UNetTSF model: UnetTSF由全连接层和池化层组成。模型的左侧主要由时间序列特征金字塔网络(FPN)构成,池化函数用于形成输入数据的描述性特征$ X = { X_1, X_2, X_3, ..., X_{\text{stage} } } $ 。这里的“stage”表示Unet网络的层数,模型的右侧是融合模块。全连接层用于将上层特征与局部层特征融合,以输出当前层的最终特征,同时保持特征长度不变。
Times series FPN (时间序列特征金字塔网络):数据分解通常被时间序列预测模型用来从时间序列数据中提取特征。通常,数据被分为季节性、周期性、趋势和波动项。Autoformer 和 DLiner 都使用大规模自适应平滑核从原始数据中提取趋势项。从原始数据中减去趋势项会得到季节性项,这可能会导致某些特征丢失。因此,我们采用多层次提取方法。例如,将数据设置为分为4层(\(\text{stage = 4}\)),使用具有 \(\text{kernel\_size} = 3\)、\(\text{stride} = 2\) 和 \(padding = 0\) 配置的平均池化(\(\text{avgpool}\))提取趋势特征,将原始输入数据设为 \(x\) ,并通过 \(\text{FPN}\) 模块后,形成四个层次的输入数据: \(X = [x_1, x_2, x_3, x_4]\) 。 $$ x_1 = x $$
如图2(b)所示,时间序列数据的FPN结构可以有效提取趋势特征。金字塔顶层的趋势信息比底层更集中,而底层的季节性特征更为丰富。

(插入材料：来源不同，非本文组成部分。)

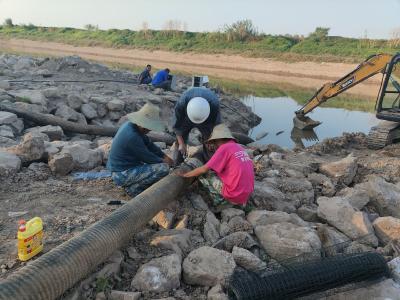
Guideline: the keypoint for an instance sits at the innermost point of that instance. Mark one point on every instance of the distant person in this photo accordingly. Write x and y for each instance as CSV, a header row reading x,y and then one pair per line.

说明:金字塔顶层的趋势信息比底层更集中,而底层的季节性特征更为丰富
首先,关于顶层和底层:底层靠近输入端,序列长度长,所谓的分辨率高 顶层靠近输出端,序列长度短,所谓的分辨率低 其次,关于池化操作在时间序列中的使用,相当于每次丢掉了趋势信息,最顶层的特征最抽象,保留了全局信息和波动信息 需要注意,池化是池化掉了长期趋势信息,尤其是大核池化提取 trend,比如 Autoformer - 平均池化:会平滑短期波动,部分保留季节性模式的大致形状,尤其是当季节周期远大于池化窗口大小时 - 最大池化会保留显著峰值,这些峰值通常是季节性模式的关键特征
Multi stage fusion module(多阶段融合模块):通过时间序列数据的FPN模块,形成了一个多尺度的时间特征 \(X\)。为了充分利用这些特征,使用多个全连接预测来获得 \(Y = [y_1, y_2, y_3, y_4]\)。\(y_i\) 的长度计算方法与 \(x\) 相同,并且使用相同的池化操作来计算每个层级与 \(X\) 相同的长度。融合模块采用 \(y_i\) 和 \(y_{i-1}\) 进行拼接,然后使用一个全连接层来输出 \(y_i^{'}\),\(y_i^{'}\) 和 \(y_i\) 的长度是相同的。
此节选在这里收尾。